Já para a universidade, o ganho está em desenvolver pesquisas mais avançadas e preparar alunos para o mercado de trabalho.

“Criamos competência interna para avançar o desenvolvimento [de produtos] até a fase pré-comercial. Temos equipes para trazer à indústria não só descobrimento de microrganismos, mas estudos sobre produção e viabilidade [deles], por exemplo. Nós conseguimos criar essas competências a partir dessas parcerias com as empresas”, contou o professor.

Próximos passos

Como é a dinâmica dos microrganismos que produzem metabólitos? Como essa produção acontece? Como ela afeta o sistema solo-planta? O projeto da BiomCrop com a Esalq-USP vai explorar essas questões. Além de respostas, a empresa quer extrair novos produtos e conceitos desse conhecimento.

Desse modo, vamos conseguir produzir conceitos inéditos e produtos diferentes em relação ao que se tem no mercado. Eles vão contribuir para o agricultor na linha de racionalização dos insumos, criar um sistema mais sustentável, deixar a planta mais sadia e o solo mais estruturado. Tudo partindo da premissa da biodiversidade”, ressaltou Pavani.

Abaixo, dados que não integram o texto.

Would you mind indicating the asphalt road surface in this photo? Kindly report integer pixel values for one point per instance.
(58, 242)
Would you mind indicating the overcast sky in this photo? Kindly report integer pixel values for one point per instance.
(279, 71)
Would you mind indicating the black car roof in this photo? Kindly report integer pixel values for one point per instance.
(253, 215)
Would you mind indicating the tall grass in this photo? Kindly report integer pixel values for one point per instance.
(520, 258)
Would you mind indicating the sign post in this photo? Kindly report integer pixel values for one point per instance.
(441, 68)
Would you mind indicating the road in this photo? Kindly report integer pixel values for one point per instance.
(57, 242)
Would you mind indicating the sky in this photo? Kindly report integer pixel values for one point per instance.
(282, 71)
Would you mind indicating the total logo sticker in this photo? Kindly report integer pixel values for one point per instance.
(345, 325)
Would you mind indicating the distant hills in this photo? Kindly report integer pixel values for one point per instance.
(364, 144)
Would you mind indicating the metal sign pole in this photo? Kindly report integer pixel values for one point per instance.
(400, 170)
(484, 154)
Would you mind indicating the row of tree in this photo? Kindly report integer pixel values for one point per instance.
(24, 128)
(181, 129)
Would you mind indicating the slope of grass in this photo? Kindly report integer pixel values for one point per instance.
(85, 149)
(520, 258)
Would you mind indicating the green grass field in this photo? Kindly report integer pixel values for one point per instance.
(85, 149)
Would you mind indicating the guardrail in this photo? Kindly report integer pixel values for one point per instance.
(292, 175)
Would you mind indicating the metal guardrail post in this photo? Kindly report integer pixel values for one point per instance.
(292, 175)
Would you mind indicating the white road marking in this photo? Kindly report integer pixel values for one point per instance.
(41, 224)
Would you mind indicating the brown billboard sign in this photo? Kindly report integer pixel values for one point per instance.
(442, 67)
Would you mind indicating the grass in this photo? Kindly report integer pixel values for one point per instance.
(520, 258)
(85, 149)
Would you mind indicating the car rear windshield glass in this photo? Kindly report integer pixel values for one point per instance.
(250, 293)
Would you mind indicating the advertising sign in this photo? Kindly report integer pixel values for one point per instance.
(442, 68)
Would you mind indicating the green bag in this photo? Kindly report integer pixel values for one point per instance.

Essa premissa faz parte da agricultura regenerativa, base sobre a qual a BiomCrop constrói seus produtos e conceitos. Baseado em processos naturais, o sistema seleciona recursos do ambiente para a produção de bioinsumos locais.

Alan Pavani, diretor de Marketing e Inovação da BiomCrop, conversando com a pesquisadora Marta de Oliveira, da Embrapii, na sala do professor Delalibera Júnior

Por mais que a empresa atue no mercado biológico, seu portfólio é voltado para reposição da biodiversidade do solo. Ao regenerar o microbioma do solo das mais diversas culturas pelo país, a BiomCrop busca equilibrar o manejo dos três pilares da agricultura: químico, físico e biológico. Isso viabiliza a perpetuação do solo para agricultores e usinas.

"[O portfólio] traz repositores e ativadores de biodiversidade. Esse foco na agricultura regenerativa passa por esse tipo de reposição, utilizando microrganismos que representam a identidade biológica da região. Também passa pela ativação dessa biodiversidade e da planta”, explicou o diretor de Marketing e Inovação da empresa de biotecnologia.

Conceito exclusivo

Atualmente, o produto carro-chefe da empresa é o ProBiom. Esse repositor consegue regenerar a biodiversidade de microrganismos do sistema solo-planta. No conceito 3Bs, criado pela empresa, o ProBiom entra no primeiro "B": biotecnologia.

O segundo “B” é de biogeografia. Este consiste na utilização de três fontes de inóculo de microrganismos, que representam a identidade biológica da região. Este “B” entra nas células de multiplicação da BiomCrop, instaladas nas fazendas. É a partir dessas células que o biofertilizante é produzido.

Por fim, o terceiro "B": biomonitoramento. É um sistema de avaliação para diagnosticar a evolução da qualidade biológica dos solos. Fazem parte desse monitoramento: análises metagenômicas (de DNA), enzimáticas e avaliações de campo. Em outras palavras, o sistema informa quanto o manejo com o  biofertilizante está regenerando o microbioma do sistema solo-planta.

Tudo isso faz parte do PRS (Programa Regenerando Sistemas) da empresa. Por meio dele, a BiomCrop oferece soluções customizadas e adaptadas às diferentes condições do Brasil. E a ideia, agora, é expandir seu portfólio, por meio da parceria com a Esalq-USP.